Later, authorities released the names of those who had been killed, and one of the names was 76-year-old "Dorthy Murray." However, nobody at University Medical Center would confirm to Royle whether it was his friend who had died, because he is not directly related to the victim.

"We started to put two and two together," he remembered.

Royle and others called the Tucson Police Department, the Pima County Sheriff's Department and even KGUN Channel 9, asking that someone call one of George and Dorothy's two daughters.

Finally, the call came.

"I feel for George," Royle said. "He's strong, but he lost the person he loved most in life that day."

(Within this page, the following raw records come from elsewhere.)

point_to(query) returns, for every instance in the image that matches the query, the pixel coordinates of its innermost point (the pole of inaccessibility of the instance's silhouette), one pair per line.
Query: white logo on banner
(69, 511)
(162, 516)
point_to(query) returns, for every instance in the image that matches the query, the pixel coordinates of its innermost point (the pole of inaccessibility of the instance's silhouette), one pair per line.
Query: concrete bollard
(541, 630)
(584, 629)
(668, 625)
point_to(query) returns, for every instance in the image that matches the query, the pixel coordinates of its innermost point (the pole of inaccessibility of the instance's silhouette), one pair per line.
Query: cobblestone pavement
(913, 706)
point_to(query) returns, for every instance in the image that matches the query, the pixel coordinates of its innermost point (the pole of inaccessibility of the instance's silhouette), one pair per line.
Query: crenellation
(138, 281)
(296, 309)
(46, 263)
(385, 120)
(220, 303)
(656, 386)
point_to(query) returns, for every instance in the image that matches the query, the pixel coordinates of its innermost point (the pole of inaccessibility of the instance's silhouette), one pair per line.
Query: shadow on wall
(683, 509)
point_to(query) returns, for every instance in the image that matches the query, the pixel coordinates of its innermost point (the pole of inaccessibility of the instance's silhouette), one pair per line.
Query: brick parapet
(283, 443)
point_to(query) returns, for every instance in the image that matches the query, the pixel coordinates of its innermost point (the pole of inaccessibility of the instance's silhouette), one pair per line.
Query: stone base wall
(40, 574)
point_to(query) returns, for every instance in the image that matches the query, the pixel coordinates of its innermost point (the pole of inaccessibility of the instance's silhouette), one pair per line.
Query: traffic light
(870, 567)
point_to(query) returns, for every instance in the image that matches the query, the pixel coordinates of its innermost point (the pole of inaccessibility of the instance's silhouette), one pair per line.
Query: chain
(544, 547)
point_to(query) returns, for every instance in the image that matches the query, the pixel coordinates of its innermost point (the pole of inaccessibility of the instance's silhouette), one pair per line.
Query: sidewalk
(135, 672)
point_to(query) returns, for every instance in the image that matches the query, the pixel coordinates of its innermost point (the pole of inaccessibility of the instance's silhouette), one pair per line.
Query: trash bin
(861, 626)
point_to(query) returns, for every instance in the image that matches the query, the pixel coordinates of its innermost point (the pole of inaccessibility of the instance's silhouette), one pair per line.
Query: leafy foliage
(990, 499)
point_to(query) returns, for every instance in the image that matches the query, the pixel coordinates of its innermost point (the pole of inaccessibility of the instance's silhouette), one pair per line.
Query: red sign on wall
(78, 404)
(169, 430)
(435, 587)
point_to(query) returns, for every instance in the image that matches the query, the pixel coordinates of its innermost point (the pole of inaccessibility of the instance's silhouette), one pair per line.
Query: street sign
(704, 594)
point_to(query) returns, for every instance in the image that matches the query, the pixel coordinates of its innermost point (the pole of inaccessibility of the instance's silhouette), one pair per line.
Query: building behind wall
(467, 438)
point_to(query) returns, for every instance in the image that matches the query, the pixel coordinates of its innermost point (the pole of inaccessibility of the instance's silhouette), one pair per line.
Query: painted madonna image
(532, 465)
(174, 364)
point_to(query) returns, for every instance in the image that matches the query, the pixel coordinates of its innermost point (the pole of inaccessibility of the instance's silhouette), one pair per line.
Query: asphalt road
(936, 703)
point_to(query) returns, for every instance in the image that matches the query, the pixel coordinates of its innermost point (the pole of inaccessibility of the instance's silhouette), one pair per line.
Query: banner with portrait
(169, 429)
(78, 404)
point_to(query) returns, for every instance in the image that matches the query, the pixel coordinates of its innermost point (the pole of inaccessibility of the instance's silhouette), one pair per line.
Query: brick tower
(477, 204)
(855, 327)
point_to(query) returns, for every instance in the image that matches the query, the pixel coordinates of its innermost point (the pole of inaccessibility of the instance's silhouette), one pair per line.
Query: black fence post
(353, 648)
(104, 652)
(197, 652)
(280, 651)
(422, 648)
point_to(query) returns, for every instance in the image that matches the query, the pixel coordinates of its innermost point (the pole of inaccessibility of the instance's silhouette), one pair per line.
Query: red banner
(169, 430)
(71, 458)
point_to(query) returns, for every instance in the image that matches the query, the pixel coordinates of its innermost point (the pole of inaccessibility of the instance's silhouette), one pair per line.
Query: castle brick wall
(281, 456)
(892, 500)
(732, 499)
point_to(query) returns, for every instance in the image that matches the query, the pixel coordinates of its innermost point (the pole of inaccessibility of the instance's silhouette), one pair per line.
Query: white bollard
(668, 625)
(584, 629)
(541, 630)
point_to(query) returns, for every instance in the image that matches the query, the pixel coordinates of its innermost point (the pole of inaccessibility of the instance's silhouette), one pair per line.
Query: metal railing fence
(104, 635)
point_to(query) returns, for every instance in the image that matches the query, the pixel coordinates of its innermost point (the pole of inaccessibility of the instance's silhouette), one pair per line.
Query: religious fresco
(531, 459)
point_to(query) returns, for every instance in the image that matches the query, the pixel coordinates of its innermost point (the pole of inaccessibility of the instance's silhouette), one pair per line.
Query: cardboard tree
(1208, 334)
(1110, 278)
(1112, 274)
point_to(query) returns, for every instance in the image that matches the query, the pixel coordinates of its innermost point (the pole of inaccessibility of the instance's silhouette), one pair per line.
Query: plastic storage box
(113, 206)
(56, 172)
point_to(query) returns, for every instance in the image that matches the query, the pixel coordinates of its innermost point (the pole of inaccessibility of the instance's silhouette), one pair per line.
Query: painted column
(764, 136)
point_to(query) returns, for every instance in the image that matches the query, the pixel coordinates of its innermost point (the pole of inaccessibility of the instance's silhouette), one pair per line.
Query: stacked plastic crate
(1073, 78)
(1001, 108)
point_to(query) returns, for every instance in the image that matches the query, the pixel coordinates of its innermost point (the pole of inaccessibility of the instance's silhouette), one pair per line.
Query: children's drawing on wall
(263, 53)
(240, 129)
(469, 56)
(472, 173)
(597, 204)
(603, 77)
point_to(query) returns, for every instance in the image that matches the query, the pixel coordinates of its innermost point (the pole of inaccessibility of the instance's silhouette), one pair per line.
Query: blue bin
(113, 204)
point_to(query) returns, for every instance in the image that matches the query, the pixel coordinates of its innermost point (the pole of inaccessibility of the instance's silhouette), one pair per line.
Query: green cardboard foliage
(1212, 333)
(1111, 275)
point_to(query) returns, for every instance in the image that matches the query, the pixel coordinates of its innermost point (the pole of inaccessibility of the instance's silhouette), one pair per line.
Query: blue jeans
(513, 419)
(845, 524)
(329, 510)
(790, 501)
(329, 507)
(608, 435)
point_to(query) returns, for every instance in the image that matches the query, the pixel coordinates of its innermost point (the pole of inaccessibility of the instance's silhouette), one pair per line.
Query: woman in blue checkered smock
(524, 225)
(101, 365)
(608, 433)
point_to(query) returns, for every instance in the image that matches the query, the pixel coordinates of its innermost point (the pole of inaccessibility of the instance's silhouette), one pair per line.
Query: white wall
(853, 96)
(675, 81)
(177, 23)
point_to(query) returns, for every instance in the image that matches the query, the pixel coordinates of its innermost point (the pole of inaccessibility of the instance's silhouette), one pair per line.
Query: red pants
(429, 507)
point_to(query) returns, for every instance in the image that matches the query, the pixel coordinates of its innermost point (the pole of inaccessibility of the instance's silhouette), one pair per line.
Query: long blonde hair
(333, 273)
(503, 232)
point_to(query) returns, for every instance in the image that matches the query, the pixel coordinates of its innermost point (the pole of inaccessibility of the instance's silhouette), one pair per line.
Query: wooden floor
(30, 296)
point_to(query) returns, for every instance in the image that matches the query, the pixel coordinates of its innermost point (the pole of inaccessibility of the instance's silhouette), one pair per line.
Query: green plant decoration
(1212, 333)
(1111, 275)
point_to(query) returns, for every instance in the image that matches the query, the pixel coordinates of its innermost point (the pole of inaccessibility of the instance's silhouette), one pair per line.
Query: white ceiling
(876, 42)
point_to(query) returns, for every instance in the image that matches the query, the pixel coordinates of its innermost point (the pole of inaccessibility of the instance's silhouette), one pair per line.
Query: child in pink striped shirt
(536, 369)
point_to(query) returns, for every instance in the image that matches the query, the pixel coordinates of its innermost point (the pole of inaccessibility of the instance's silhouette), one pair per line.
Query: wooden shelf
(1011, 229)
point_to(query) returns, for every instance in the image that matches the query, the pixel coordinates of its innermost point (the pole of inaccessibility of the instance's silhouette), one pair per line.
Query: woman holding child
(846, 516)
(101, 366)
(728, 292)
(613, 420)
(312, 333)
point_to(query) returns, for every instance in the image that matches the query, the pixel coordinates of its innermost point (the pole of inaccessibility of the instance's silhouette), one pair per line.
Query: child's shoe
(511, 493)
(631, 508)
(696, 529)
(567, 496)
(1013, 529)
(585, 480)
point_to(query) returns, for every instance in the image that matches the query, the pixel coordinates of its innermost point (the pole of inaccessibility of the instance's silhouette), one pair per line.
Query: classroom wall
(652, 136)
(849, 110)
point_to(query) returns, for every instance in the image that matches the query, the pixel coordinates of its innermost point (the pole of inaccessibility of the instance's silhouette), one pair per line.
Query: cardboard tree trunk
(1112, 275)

As victims of the Jan. 8 shooting were identified, and their pictures were released, many of us identified with the three retirees killed that day. Their faces and smiles seemed so similar to the faces and smiles of our own parents, or grandparents, or friends.

Phyllis Schneck, with her beautiful mane of gray hair and her wide smile, was a good example of this. She was known as a gifted quilter, a dedicated grandmother and an outstanding cook.

Before her husband, Ernest, died in 2007, the couple enjoyed their winters together in Tucson, and spent their summers in the lakeside community of Green Pond, N.J.

After Ernest died, Phyllis decided to end her days as a snowbird and move permanently to Tucson, where she volunteered at her church, and did her sewing and quilting.

During President Barack Obama's memorial speech on Jan. 12, pictures of those who were murdered in the shootings were shown on a large screen at McKale Center. When Schneck's picture went up, Obama remarked that the mother of three children, seven grandchildren and a 2-year-old great-granddaughter was a Republican who "took a liking to Gabby, and wanted to get to know her better."

She'd "sometimes sew aprons with the logos of the Jets and the Giants to give out at the church where she volunteered," Obama said.

The Weekly talked to Schneck's former pastor, James Coen, from the Oak Ridge Presbyterian Church in Oak Ridge, N.J. Coen said her faith and her grandkids were especially important to Phyllis.

"I will always remember her as a very lovely person with an infectious smile on her face," Coen said. "She was very open and excepting, and very strong in her faith."

On the two Sundays since the shooting, Coen said, he and his congregation prayed for Schneck's family—and for all of the victims.

"I also talked about the need for Christians to be peacemakers ... to counteract this kind of behavior," he said. "That should be our response."